- Country: United States
- Location: Yaphank, New York
- Coordinates: 40°48′51″N 72°56′26″W﻿ / ﻿40.81417°N 72.94056°W
- Status: Operational
- Commission date: 2009
- Owner: Caithness Energy

Thermal power station
- Primary fuel: Natural gas
- Combined cycle?: Yes

Power generation
- Nameplate capacity: 350 MW

= Caithness Long Island Energy Center =

Power plant in Yaphank, New York, US

Caithness Long Island Energy Center is a 350 MW natural gas fired power power plant in Yaphank, New York, on Long Island operated by Caithness Energy. It began operation in 2009 as the first major baseload plant to be built on Long Island in over 30 years, and by 2020 produced the second most net energy generated among power plants on Long Island. A proposal to construct a new unit tripling the capacity of the facility received initial approvals in 2013, but did not proceed and was shelved in 2018.

== Description ==
Caithness Long Island Energy Center is the fifth largest power generation facility on Long Island by nameplate capacity, but the second largest in net energy generated in 2020, behind only Northport Power Station. It is operated by Caithness Energy, and the electricity generated at the plant is distributed across Long Island via the Long Island Power Authority (LIPA) electrical transmission network.

As of 2021, it consists of a single combined cycle unit using a Siemens SGT6-5000F gas turbine and an SST-900 RH steam turbine. It has a nameplate capacity of 375.0 MW, and in 2020 it generated 2171.3 GWh of energy. It is primarily fueled by natural gas, although it is also capable of burning fuel oil.

The site totals 83 acres, of which 81 acres are vacant as of 2018. It is located in an industrial park with very few residences within a three-quarter-mile radius.

== History ==
The power plant was developed as part of a 2003 request for proposal from LIPA for new generating plants on Long Island that was a response to the Northeast blackout of 2003 and delays by Connecticut in activating the Cross Sound Cable, and due to continued high peak demand over multiple years. This solicitation also resulted in construction of the Bethpage Energy Center; Pinelawn Power Plant in West Babylon, New York; and the Neptune Cable.

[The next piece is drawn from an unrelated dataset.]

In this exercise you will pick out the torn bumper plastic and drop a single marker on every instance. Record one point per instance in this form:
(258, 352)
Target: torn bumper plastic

It began construction in 2007 and began operation in 2009 as the first major baseload plant to be built on Long Island in over 30 years. It is more fuel-efficient and water-efficient and less polluting than older baseload plants in use on Long Island, mainly the ones constructed by the defunct Long Island Lighting Company in the mid-20th century. In 2011, the plant won Vision Long Island's Smart Growth Award for Clean Energy. As of 2021, it is the most recent fossil fuel power plant to be constructed on Long Island.

=== Caithness II proposal ===
In 2013, LIPA selected the Caithness Long Island II proposal for an additional 750 MW plant to be built on the site. It was approved by the Town of Brookhaven in 2014, but was not constructed due to subsequent projections by PSEG Long Island that Long Island's energy demands would decrease in the near future, and a push for increasing use of renewable energy, leading LIPA to not offer a purchase contract for the power. Additionally, Village of Port Jefferson officials opposed its construction for fear that it would make it harder to repower – and easier to decommission – the Port Jefferson Power Station. The village filed lawsuits against Caithness that were dismissed in 2015 and 2016.

In June 2018, Caithness sought an amendment to the proposal for a 600 MW plant using newer technology. Village of Port Jefferson officials again opposed its construction, while Longwood Central School District residents favored it because having a new power plant in their district would likely reduce their property taxes. However, the town special-use permit for the original proposal expired in July 2018, which effectively killed the project.

In August 2018, Caithness Energy sued PSEG, claiming that they made misleading and false statements to LIPA as an anti-competitive practice against approval of the Caithness II plant in order to increase use of power generated off Long Island, including at ones owned by PSEG. The case was dismissed the following year.